Introduction
Today, many jobs that once required large amounts of labor are now performed by automated systems. These include everything from car manufacturing plants and food processing facilities to daily tasks such as calculating budgets and communicating by email. One of the fields of computer automation to become feasible more recently is computer vision. Computer vision, the use of a computer to analyze input from an image sensor, has become increasingly popular thanks to advances in computer hardware. Computer vision is meant to perform tasks that would usually require some sort of visual analysis by a human. There are a wide variety of applications for computer vision, as so many processes require visual inspection or monitoring. There are many components involved in creating a computer vision system, but they generally perform three functions: segmentation, classification, and tracking.
Materials
The only devices needed to run this computer vision program are a computer and a webcam.
This project is written in Java, which is a platform-independent Just-In-Time (JIT) compiled language.
There are several pieces of software that are being used for this project. These include:
Windows 8
Oracle Java Development Kit (JDK) 7
NetBeans IDE (version 7.4)
Additionally, the Xuggler library is used to decode video.
Procedure
The test evaluates the accuracy of the object detector in a variety of conditions by calculating the distance between the detected position of the target feature and the “real” position of the target feature. The real positions of the target features are generated for each video using another application that I developed to allow me to manually locate a reference point attached to the target object. The program allows one to record the real position of an object by clicking on the reference point in each video frame.

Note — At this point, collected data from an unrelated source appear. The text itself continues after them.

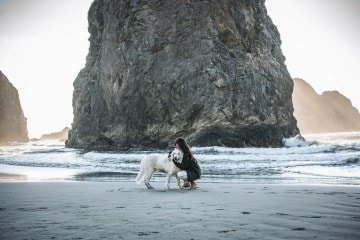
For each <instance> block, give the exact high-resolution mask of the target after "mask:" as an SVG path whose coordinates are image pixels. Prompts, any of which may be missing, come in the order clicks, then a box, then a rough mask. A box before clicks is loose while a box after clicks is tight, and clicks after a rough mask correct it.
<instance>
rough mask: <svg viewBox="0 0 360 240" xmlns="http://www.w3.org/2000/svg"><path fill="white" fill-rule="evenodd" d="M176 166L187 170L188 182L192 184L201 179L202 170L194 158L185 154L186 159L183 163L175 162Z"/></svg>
mask: <svg viewBox="0 0 360 240" xmlns="http://www.w3.org/2000/svg"><path fill="white" fill-rule="evenodd" d="M173 162H174V163H175V165H176V166H177V167H178V168H180V169H181V170H185V171H186V173H187V177H188V181H189V182H192V181H194V180H196V179H199V178H201V169H200V166H199V164H198V162H197V161H196V159H195V158H194V157H191V156H190V155H189V154H186V153H184V157H183V160H182V162H181V163H177V162H175V161H173Z"/></svg>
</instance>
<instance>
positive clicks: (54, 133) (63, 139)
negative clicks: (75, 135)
mask: <svg viewBox="0 0 360 240" xmlns="http://www.w3.org/2000/svg"><path fill="white" fill-rule="evenodd" d="M69 130H70V129H69V128H68V127H65V128H64V129H63V130H61V131H60V132H54V133H48V134H43V135H42V136H41V138H40V139H41V140H59V141H65V140H67V139H68V133H69Z"/></svg>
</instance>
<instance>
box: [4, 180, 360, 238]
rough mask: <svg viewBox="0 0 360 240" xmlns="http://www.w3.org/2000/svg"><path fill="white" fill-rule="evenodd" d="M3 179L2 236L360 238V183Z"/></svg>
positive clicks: (57, 237) (243, 237)
mask: <svg viewBox="0 0 360 240" xmlns="http://www.w3.org/2000/svg"><path fill="white" fill-rule="evenodd" d="M152 185H153V186H154V187H156V188H157V189H155V190H148V189H146V187H145V186H144V184H140V185H137V184H136V183H134V182H87V181H74V182H16V181H14V182H0V199H1V205H2V206H1V207H0V221H1V224H0V238H1V239H101V238H107V239H121V238H124V239H169V238H171V237H173V238H174V239H239V238H240V239H310V238H317V239H354V240H355V239H359V238H360V187H359V186H349V185H344V186H339V185H326V186H324V185H295V184H289V185H286V184H234V183H203V182H201V181H199V182H198V186H199V188H198V189H196V190H191V191H189V190H180V189H178V188H177V187H176V184H175V182H174V181H173V182H172V184H171V189H170V190H169V191H166V190H165V183H164V182H160V181H159V182H153V183H152Z"/></svg>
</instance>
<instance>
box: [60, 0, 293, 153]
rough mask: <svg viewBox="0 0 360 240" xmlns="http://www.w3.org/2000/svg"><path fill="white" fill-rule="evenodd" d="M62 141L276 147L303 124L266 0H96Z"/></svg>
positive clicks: (164, 146)
mask: <svg viewBox="0 0 360 240" xmlns="http://www.w3.org/2000/svg"><path fill="white" fill-rule="evenodd" d="M88 21H89V32H90V49H89V53H88V56H87V59H86V66H85V68H84V69H82V70H81V71H80V73H79V74H78V76H77V78H76V80H75V82H74V92H73V112H74V120H73V124H72V129H71V131H70V132H69V139H68V140H67V142H66V146H68V147H74V148H87V149H129V148H132V149H150V148H160V149H162V148H167V147H168V146H170V145H171V146H173V142H174V140H175V139H176V137H179V136H182V137H184V138H186V139H187V140H188V142H189V143H190V145H191V146H228V147H250V146H253V147H279V146H282V139H283V138H288V137H292V136H295V135H297V134H299V129H298V128H297V125H296V119H295V118H294V116H293V105H292V98H291V95H292V91H293V81H292V79H291V77H290V74H289V73H288V71H287V68H286V65H285V64H284V61H285V57H284V56H283V54H282V52H281V49H280V44H281V40H280V35H279V33H278V31H277V29H276V27H275V25H274V24H273V23H272V21H271V19H270V17H269V16H268V15H267V11H266V7H265V3H264V1H263V0H261V1H253V0H233V1H192V0H184V1H172V0H171V1H155V0H149V1H134V0H109V1H102V0H95V1H94V2H93V3H92V5H91V7H90V10H89V14H88Z"/></svg>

Before beginning actual experimentation, a preliminary test is run to verify that given the same target image and video, the testing program would always produce the same output. This eliminates the necessity to perform more than one trial for each testing scenario. The experiment is performed using a version of the object detection application modified to record its accuracy. This application loads sets of real object coordinates and records the distance between the object’s detected position and its real position in each frame.
Data
The data for the experiment is collected and analyzed in a spreadsheet. Data is grouped by the video used in the test and potentially the algorithms used. Each data group will be a list of the accuracy of the algorithm at each frame of the video. The data will be used to calculate the average accuracy for each group. This data can be used to infer the limitations and strengths of the computer vision system.
Scientific Principles
This project involves a synthesis of existing algorithms to create a functioning computer vision system. It combines the use of things such as histogram of oriented gradients (HOG) descriptors, simple machine learning algorithms, and object tracking algorithms.
The project has undergone significant evolution by the scientific method. The original aim of the project was to compare the viability of a computer vision system written in Javascript with one written in Java. However, the aim quickly changed as it became apparent that there were plenty of variables within computer vision itself. Tests were performed on a few different algorithms until the application was re-implemented using HOG descriptors and a simple sliding-window object tracker.
The project aims to redesign the experiment yet again to produce a viable computer vision system, which will also incorporate a machine learning system and an improved tracking algorithm, as well as improved hardware usage through techniques such as multithreading.